I think that one thing that Pareto's Law doesn't dictate is who the 20% are. Socialism is not - indeed, cannot - really be about sharing out the wealth equally, since this is impossible as a matter of immutable law. Rather, when you dig down to the essentials, Socialism is all about ensuring that the 20% are people who wouldn't otherwise be in the 20%. It's all about non-producers playing the leading role in society. It's all about a coalition of non-producers thrusting the productive 20% into the 80%, taking their relative place in society - and of course at the cost of making everybody absolutely poorer.
A careful reading of 1984 indicates that Orwell understood the difference between absolute wealth and relative wealth, and that for the socialist nomenklatura relative wealth was all that mattered. He called it "the distinction that wealth conferred" - the feeling of relative wealth of possessing the last lump of horseflesh in a besieged city, if memory serves. At the same time he recognized that in a world where everybody had plenty to eat, access to basic services, and even leisure time and some luxuries, that the social importance of relative wealth would decline. Odd.

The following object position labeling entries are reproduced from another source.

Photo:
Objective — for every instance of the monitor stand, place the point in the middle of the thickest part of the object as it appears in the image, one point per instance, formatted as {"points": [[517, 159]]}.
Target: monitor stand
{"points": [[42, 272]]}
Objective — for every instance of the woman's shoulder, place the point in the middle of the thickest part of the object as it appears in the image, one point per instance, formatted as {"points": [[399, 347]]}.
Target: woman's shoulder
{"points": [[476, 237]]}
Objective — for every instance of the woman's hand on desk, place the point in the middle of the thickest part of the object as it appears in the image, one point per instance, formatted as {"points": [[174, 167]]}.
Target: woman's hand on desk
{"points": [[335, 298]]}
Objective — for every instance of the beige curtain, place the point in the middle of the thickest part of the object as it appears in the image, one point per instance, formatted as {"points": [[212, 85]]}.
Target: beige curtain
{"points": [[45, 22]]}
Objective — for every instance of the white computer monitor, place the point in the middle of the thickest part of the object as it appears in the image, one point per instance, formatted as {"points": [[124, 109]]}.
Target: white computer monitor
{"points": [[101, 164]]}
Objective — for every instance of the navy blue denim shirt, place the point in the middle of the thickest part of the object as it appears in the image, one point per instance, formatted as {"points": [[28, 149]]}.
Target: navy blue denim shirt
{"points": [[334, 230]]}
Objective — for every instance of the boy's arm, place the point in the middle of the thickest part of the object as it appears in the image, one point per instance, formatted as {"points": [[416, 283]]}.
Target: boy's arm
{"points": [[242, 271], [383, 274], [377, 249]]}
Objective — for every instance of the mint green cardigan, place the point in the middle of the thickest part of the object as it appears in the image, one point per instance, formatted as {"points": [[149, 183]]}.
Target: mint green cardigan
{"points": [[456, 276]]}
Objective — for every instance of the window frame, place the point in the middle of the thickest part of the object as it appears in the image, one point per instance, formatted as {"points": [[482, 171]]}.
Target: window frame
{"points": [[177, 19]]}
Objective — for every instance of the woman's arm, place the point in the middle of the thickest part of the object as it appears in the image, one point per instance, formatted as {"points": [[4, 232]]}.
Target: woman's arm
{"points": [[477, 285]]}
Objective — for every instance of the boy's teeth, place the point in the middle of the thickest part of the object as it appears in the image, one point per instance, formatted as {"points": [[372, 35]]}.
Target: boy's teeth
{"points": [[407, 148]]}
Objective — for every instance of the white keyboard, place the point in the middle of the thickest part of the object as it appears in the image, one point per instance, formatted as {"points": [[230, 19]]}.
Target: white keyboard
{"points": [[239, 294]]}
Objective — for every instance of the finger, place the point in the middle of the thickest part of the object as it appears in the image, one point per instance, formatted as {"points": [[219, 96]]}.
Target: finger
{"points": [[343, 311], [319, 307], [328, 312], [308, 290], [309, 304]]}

His problem is that he never confronted the inevitability of relative inequality under Pareto's Law. And even though I'm a great admirer I have to say that Orwell's inability or unwillingness to confront Pareto's Law is troubling. Was he trying to force reality into his preconceived socialist narrative? Was he thereby practicing the very doublethink he condemned so powerfully in 1984?
Here's a link to a nice little article on this point:
Capitalism is “tyranny” only to a people who have no self-esteem.
It's a mystery to me, and many others, how someone who could write a book (1984) clearly aimed at a Stalinist-type of society could fail to understand that all attempts to centralize power leads to tyranny. In short, instead of proving their love of humanity, the intellectual love of socialism proves their intense dislike of human beings. People must be controlled for their own good.